Klaus Holetschek, Vorsitzender der CSU-Fraktion:
"KI-gestützte Fälschungen von Bildern, Videos und Stimmen sind keine technische
Spielerei mehr, sondern eine Waffe - nicht nur in den Händen von Kriminellen,
sondern auch von Extremisten und Staatsfeinden. Sie werden genutzt, um Menschen
zu entwürdigen, Identitäten zu stehlen, die öffentliche Meinung zu manipulieren
und das Vertrauen in unsere Gesellschaft zu erschüttern. Der Fall Fernandes
zeigt diese abgründige Dimension digitaler Gewalt. Wir dürfen nicht zulassen,
dass das Leben von Menschen per Mausklick zerstört wird. Wir brauchen einen
wirksamen Schutzschild für unsere digitale Welt: zeitgemäße Regeln, null
Toleranz und härtere Strafen für Täter!"
Petra Guttenberger, Vorsitzende des Arbeitskreises Verfassung, Recht,
Parlamentsfragen und Integration:
"Für den Rechtsstaat darf es keinen Unterschied machen, ob Taten online oder
offline begangen werden. Wir brauchen konsequente Verfolgung auch im digitalen
Raum, um Täter zur Rechenschaft zu ziehen und Betroffene wirksam zu schützen.

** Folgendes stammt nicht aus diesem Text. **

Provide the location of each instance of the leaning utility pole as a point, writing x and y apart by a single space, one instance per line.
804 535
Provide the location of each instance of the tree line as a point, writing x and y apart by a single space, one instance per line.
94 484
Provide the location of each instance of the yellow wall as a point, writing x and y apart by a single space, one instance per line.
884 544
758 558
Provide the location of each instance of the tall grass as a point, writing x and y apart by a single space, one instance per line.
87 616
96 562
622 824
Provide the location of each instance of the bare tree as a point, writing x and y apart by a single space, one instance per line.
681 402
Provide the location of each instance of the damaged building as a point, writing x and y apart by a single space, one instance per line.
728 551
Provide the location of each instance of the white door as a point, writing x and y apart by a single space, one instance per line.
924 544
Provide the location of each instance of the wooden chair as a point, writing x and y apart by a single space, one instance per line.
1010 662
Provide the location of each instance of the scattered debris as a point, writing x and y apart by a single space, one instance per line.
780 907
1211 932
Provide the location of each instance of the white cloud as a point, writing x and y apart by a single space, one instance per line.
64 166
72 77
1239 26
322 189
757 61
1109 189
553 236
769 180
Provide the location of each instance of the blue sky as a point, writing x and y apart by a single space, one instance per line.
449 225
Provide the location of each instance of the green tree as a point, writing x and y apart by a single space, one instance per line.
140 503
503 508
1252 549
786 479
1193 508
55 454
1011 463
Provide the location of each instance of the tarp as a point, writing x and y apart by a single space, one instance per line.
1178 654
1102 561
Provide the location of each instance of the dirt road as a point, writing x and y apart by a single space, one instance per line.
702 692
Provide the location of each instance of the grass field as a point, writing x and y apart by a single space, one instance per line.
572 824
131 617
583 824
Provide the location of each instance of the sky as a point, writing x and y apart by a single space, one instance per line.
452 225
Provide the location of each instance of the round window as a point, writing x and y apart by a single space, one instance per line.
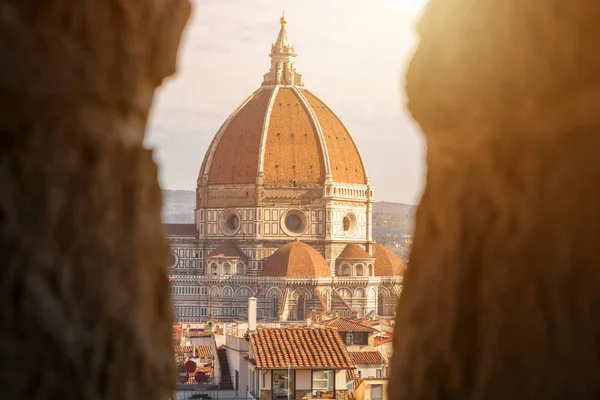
229 222
294 222
233 222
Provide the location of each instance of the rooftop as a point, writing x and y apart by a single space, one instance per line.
300 348
367 357
346 325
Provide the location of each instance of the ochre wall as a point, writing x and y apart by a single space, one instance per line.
502 294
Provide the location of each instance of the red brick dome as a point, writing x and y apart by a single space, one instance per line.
387 263
297 260
282 134
285 134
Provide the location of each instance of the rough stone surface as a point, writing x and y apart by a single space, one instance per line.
502 295
85 297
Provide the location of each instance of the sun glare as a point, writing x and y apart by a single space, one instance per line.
412 6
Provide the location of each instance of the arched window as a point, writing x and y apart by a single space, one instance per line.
300 307
275 304
346 270
360 270
226 269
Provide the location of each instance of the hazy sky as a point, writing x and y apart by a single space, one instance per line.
351 53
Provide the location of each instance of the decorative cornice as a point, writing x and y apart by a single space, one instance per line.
317 126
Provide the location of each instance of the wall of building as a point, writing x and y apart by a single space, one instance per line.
363 391
237 349
370 370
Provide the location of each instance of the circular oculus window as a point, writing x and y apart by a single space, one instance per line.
229 222
349 224
294 222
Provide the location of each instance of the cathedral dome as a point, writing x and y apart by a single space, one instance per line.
297 260
387 263
282 134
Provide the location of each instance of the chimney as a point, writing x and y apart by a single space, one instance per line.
252 314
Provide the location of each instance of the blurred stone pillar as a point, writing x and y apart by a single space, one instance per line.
502 296
85 301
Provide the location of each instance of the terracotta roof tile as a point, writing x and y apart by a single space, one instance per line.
346 325
367 357
379 340
202 351
196 333
226 249
387 263
283 301
354 251
322 301
296 260
181 229
300 347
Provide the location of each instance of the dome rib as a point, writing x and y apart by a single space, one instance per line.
210 152
260 174
362 160
338 152
315 121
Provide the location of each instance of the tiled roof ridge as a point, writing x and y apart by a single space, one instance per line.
322 301
300 346
335 322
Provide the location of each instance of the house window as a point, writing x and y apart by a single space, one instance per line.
323 384
283 381
349 339
346 270
376 392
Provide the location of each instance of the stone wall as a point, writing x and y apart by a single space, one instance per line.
265 395
501 297
84 291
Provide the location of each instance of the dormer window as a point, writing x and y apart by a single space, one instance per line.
360 270
345 270
226 269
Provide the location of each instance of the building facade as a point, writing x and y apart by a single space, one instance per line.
283 213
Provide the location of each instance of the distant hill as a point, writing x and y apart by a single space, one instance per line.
178 206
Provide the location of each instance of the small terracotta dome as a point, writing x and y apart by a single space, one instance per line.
354 251
226 249
387 263
297 260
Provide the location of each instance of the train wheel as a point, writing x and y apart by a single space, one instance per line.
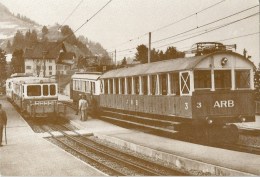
231 133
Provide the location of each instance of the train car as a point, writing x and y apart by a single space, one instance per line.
86 83
35 96
212 87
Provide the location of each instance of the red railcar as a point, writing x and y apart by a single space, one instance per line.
216 88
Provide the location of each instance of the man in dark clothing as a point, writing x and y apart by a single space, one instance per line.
3 122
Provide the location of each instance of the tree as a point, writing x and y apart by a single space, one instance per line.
45 30
2 67
172 53
8 47
18 41
70 37
17 61
142 53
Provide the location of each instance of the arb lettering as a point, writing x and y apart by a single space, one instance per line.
224 103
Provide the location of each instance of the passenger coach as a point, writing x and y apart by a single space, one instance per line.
85 83
35 96
214 88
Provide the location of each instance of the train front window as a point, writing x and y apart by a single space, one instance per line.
52 90
222 79
175 87
242 79
45 90
202 79
137 86
33 90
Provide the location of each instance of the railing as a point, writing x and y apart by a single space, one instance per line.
257 107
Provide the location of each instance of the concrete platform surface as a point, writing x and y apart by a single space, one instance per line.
28 154
181 154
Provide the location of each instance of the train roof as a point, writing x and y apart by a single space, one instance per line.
180 64
31 80
86 75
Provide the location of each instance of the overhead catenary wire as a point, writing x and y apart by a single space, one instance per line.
210 23
168 25
197 27
222 26
71 13
82 24
220 40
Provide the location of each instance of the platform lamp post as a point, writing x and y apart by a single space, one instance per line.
44 53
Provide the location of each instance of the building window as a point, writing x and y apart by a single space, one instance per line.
175 88
202 79
28 67
242 79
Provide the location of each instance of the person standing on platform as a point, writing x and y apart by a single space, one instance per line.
3 122
83 105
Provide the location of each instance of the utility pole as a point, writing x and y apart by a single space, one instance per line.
44 53
149 48
115 58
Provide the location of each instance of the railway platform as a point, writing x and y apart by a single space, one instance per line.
183 155
28 154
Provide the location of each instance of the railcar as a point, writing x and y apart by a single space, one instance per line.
35 96
214 87
86 83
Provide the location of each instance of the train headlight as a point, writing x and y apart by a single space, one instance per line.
242 119
209 121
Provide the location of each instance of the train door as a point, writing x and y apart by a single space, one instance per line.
185 83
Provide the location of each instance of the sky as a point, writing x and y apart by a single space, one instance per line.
124 24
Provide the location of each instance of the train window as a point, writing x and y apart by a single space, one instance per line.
74 85
185 83
163 86
52 90
129 85
45 90
84 86
105 86
242 78
222 79
202 79
111 86
175 88
123 85
136 86
33 90
153 84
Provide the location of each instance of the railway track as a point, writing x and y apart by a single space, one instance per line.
108 159
167 128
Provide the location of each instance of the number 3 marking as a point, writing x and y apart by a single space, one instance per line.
186 106
199 105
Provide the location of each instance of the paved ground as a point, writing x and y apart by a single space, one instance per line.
28 154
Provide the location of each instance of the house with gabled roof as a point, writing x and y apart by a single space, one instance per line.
42 58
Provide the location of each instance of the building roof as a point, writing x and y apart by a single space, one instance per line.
31 80
66 58
52 50
179 64
87 75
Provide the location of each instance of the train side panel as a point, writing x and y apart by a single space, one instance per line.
224 105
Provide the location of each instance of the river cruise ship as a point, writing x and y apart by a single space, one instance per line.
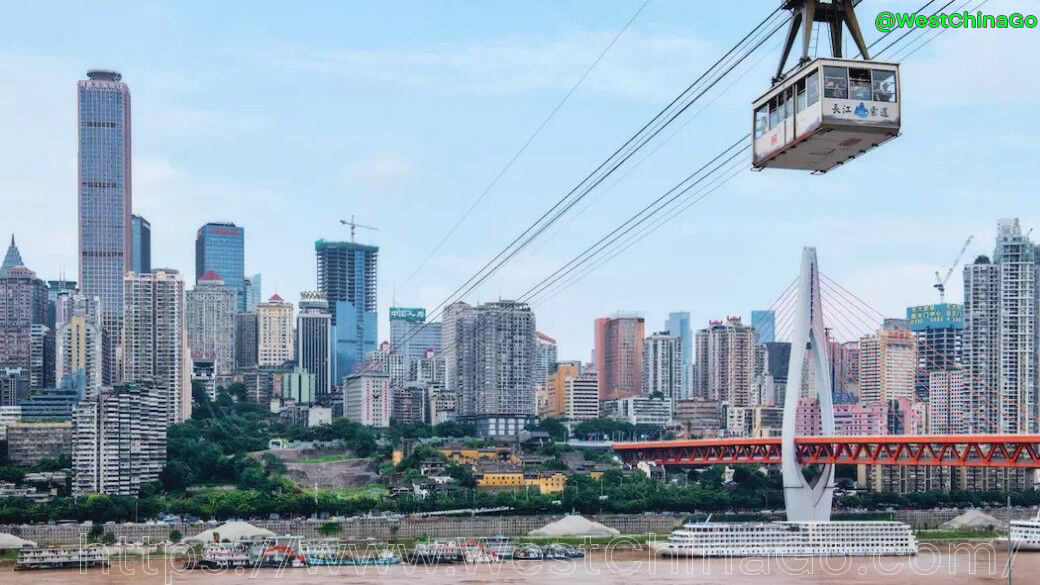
60 558
789 539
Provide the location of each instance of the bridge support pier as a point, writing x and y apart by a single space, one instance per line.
807 500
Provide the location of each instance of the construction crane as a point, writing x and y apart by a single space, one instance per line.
940 282
355 225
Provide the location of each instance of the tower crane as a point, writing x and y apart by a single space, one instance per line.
355 225
940 282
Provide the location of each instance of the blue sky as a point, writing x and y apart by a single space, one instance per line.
285 117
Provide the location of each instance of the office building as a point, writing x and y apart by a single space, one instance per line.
639 410
725 362
619 355
939 330
155 347
999 342
409 403
245 340
410 335
580 398
494 366
221 248
887 365
678 324
274 332
23 313
11 258
556 396
346 273
78 349
545 359
30 442
367 399
119 440
141 245
663 365
253 286
764 324
450 318
14 385
105 202
314 339
211 313
299 386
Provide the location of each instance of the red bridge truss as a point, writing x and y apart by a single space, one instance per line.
961 451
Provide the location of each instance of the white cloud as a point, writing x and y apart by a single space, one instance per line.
382 172
638 66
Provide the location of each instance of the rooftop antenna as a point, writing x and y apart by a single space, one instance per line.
354 227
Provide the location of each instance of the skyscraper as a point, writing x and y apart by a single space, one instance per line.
939 330
678 324
545 358
78 346
346 274
619 355
254 289
726 362
314 339
211 310
663 365
765 325
999 346
410 335
887 365
221 247
105 201
155 348
274 332
141 234
119 440
494 363
10 259
245 340
23 311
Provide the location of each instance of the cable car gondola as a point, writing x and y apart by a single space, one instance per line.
830 109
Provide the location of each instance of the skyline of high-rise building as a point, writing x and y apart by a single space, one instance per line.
726 362
155 347
680 325
619 355
141 247
764 323
410 334
663 365
105 202
275 332
221 248
494 366
314 339
346 273
211 309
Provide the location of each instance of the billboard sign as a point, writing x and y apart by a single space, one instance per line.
410 314
945 315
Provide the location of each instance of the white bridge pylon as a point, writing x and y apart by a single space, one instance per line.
807 500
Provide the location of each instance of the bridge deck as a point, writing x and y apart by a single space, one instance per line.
965 451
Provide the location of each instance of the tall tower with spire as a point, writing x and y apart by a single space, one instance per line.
11 258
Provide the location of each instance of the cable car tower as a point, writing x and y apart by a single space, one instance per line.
828 109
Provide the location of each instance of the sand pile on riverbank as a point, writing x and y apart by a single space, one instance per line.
971 519
574 525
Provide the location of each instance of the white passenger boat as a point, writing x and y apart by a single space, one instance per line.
1024 535
789 539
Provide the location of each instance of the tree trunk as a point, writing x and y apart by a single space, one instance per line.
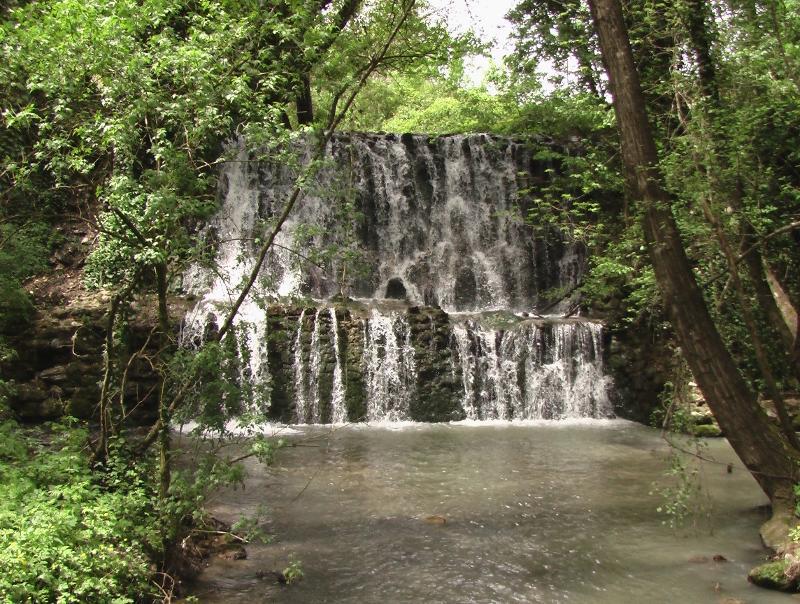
759 444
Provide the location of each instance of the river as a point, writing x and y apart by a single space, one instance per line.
545 512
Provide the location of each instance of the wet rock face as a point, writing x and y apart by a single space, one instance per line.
59 363
435 221
355 362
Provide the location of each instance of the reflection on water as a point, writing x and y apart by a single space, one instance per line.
534 513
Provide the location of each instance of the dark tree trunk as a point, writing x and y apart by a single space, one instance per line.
697 15
305 104
759 444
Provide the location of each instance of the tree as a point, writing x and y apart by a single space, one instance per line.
764 450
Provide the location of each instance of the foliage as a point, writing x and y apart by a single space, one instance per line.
684 498
293 571
69 534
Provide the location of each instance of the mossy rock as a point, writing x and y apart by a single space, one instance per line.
706 430
772 575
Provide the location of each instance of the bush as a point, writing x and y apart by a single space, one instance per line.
64 537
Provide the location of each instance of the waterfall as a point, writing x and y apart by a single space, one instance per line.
535 370
338 410
399 223
300 378
388 366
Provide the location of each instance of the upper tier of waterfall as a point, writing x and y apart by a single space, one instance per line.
436 221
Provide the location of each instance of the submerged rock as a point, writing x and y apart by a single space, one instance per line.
773 575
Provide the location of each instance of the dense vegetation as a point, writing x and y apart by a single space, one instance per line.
118 112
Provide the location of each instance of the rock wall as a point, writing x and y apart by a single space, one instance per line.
59 363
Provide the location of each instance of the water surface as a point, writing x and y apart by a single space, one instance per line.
544 512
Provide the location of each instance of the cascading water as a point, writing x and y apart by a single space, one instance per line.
388 366
535 370
338 410
429 223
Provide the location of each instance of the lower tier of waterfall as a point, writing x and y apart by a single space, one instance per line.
353 363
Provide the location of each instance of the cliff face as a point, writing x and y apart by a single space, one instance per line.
59 362
434 242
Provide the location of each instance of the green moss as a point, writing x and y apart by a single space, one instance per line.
707 430
772 575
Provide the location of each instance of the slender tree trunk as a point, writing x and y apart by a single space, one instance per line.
761 446
164 470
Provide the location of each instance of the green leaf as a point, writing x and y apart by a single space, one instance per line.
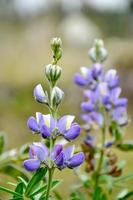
121 164
36 178
10 191
13 170
123 178
98 194
2 142
23 181
74 196
125 146
55 183
115 130
57 195
108 180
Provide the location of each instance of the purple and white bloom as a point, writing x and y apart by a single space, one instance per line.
94 119
112 78
66 158
120 116
38 153
85 78
61 157
67 128
45 124
97 71
89 140
39 94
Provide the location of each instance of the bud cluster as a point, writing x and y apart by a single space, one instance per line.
50 127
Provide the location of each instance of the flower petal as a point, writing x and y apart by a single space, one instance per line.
65 122
68 152
45 131
31 164
56 151
39 94
79 80
32 124
76 160
39 152
73 132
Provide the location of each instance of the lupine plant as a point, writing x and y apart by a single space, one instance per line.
104 116
49 153
104 113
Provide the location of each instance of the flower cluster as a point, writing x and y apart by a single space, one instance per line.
50 127
102 96
60 157
104 110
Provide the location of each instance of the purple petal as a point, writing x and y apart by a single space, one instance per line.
68 152
97 118
76 160
89 140
65 122
87 107
45 131
121 102
56 151
49 122
39 94
73 132
79 80
60 160
115 93
31 164
32 124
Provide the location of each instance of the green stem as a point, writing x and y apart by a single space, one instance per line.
50 175
99 167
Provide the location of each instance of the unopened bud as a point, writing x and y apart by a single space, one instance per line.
39 94
53 73
56 44
56 97
98 53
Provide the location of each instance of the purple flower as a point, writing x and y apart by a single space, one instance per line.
39 94
97 71
38 153
66 157
45 124
66 128
94 119
61 157
89 140
112 78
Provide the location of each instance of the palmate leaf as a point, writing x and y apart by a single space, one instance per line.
123 178
37 177
124 195
13 171
128 146
57 195
98 194
10 192
19 189
55 183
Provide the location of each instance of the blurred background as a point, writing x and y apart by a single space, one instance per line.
26 27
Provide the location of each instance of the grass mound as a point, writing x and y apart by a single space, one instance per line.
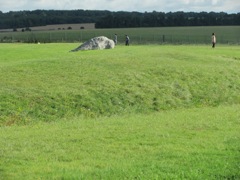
38 84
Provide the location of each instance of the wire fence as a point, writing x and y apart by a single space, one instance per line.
53 37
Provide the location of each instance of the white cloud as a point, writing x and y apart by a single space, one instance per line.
230 6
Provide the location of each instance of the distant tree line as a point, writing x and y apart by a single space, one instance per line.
120 19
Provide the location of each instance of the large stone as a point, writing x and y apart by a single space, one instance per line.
100 42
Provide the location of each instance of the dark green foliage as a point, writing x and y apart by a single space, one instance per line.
121 19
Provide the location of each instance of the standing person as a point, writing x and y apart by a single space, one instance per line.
127 40
213 40
115 39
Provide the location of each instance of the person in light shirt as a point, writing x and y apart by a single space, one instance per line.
213 40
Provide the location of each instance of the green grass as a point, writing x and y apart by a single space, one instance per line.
137 112
198 143
170 35
46 82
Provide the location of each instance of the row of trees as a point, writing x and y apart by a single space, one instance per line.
121 19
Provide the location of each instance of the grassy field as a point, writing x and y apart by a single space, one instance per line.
137 112
169 35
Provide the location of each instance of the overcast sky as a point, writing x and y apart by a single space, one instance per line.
228 6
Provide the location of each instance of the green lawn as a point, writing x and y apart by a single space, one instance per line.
157 35
137 112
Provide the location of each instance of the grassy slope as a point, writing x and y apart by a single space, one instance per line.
191 95
198 143
38 84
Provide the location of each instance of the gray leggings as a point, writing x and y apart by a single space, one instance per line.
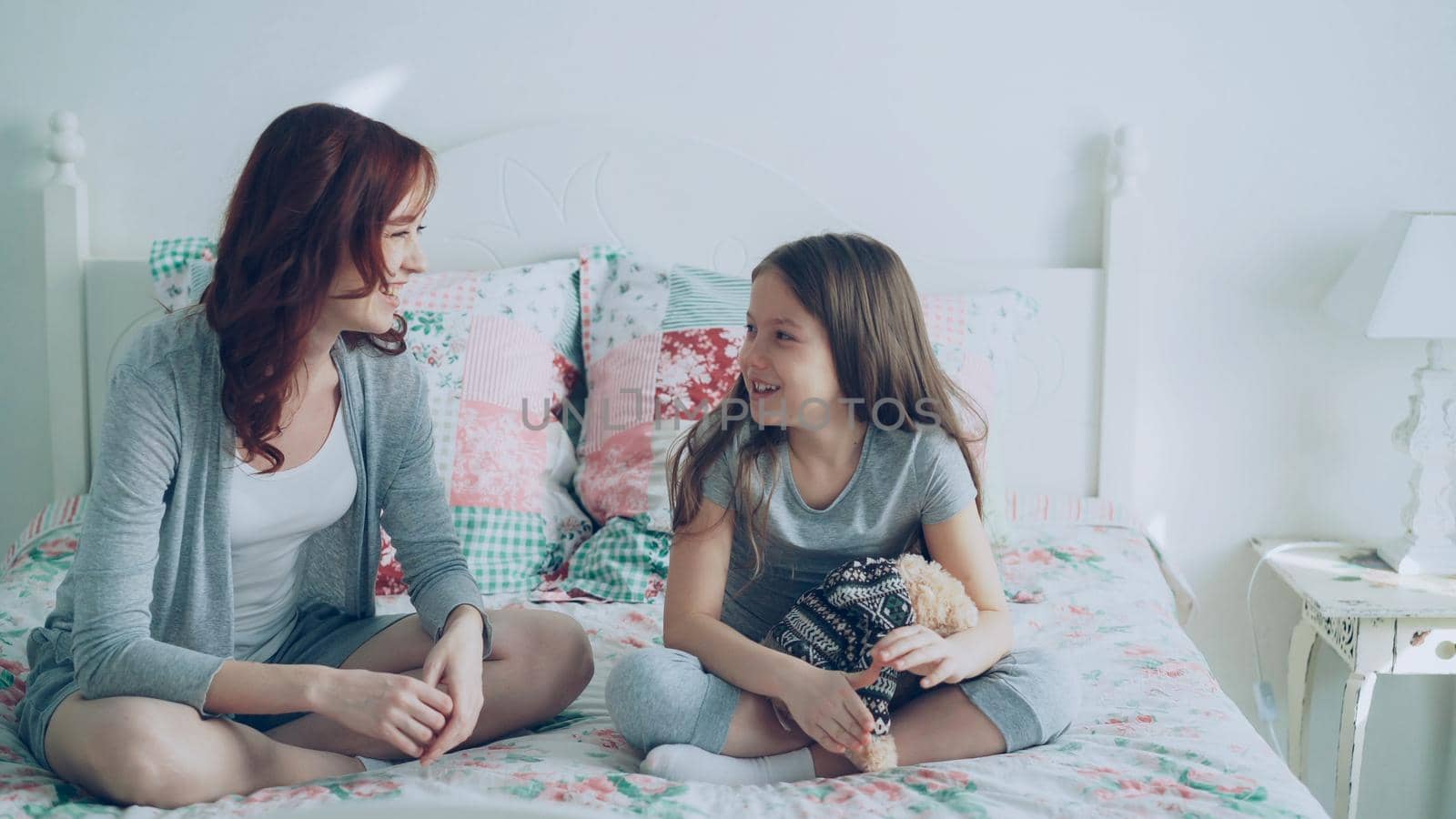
666 697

Hier ist der Bundesgesetzgeber gefordert, mit der Einführung eines neuen
Straftatbestands zum Schutz vor Identitätsmissbrauch und zum Schutz vor
sexualisierten KI-Bildern und Deepfakes einen wichtigen Schritt zu machen.
Bayerns Justizminister hat hierzu jeweils bereits Vorschläge unterbreitet. Das
Strafrecht muss gerade mit Blick auf unsere digitale Welt auf der Höhe der Zeit
sein."
Barbara Becker, Vorsitzende der AG Frauen:
"Digitale Übergriffe können für die Betroffenen ebenso entwürdigend und
belastend sein wie körperliche Gewalt. Viele Betroffene leben in permanenter
Angst und Scham, oft ein Leben lang. Wir dürfen die Betroffenen - mehrheitlich
Frauen - mit dieser Last nicht alleinlassen. Es ist unsere Pflicht als Staat,
diese Menschen zu schützen und dafür zu sorgen, dass die Täter zur Rechenschaft
gezogen werden. Die Zeit der bloßen Ankündigungen muss vorbei sein!"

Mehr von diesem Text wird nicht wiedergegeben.